With fat, sausage-like toes, it seems inevitable that the friction between those fat toes will result in blisters. Up until my 15-mile long run a couple of weeks ago, I thought I was going to get lucky and make it through marathon training without any blisters. Yeah, not so fast.
There are dues to be paid if you want to progress in your mileage with lymphedema. Even for runners without lymphedema, feet swell as mileage gets into the double digits, and, in order to avoid getting blisters, runners are told to buy running shoes a half size bigger than their actual shoe size. This is a lesson that I had to learn, unfortunately, during my current marathon training. I thought that my shoes were big enough, but apparently my right lymphedema foot needs even more space than anticipated.
I am not going to lie, I am really anxious right now about what I need to do. Last weekend, I decided to tape up the blister
and continue with training by completing my 18 miler. I completed it, and I felt great, however I did pay for it by doubling the size of this lovely blister.
After completing my half marathon marathon yesterday, January 17, my blister has now tripled in size. This worries me. A lot. I still have a 19-mile and 20-mile long run to complete in my training, not to mention my marathon in six weeks. I am worried about this leading to an infection if it doesn’t heal within the next couple of weeks and I continue running.
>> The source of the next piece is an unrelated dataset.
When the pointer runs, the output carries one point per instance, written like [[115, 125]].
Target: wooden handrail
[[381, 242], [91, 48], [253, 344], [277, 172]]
For those that don’t know much about lymphedema, the word “infection” strikes fear into the heart of probably every lymphedema patient. This is because the lymph fluid that collects in our limb is an extremely favorable environment for the growth of bacteria. Infection spreads more rapidly and aggressively because our lymphatic system is compromised in our affected limb. What’s more, the swelling sometimes makes the treatment of infection so difficult that hospitalization and more aggressive treatment is required. We live our lives in subtle anxiety over every knick or small bump that befalls our lymphedematous limb.
Now, maybe I am being too dramatic about this blister, but I feel like I have a right to be. I have had three experiences with cellulitis, two of which required ER visits and subsequent hospital stays. I am monitoring every abrasion, irritation or blister that shows up on my skin. The absolute last thing that I want is to deal with another infection, especially when I am so close to completing my goal.
So, in an attempt to prevent any more blisters from forming on my toes again, I have bought some new gear and am trying some new tactics.
- Bigger shoes. I bought shoes that are now a whole size bigger than I normally wear.
- Toe Socks. I am already a huge fan of these socks and think that the person who created these performance toe socks is a genius.
- Moleskin and Taping. I am taping all toes that tend to get raw during my long runs.
I am determined to reach my goal of running a marathon, and plan to continue running even after completing my goal. I love running and, if I want to continue, I need to troubleshoot how to accommodate my lymphedema on my runs. I will let you know how it goes. I know you are all on the edge of your seats…
Any advice from runners on what to do in my situation would be greatly appreciated.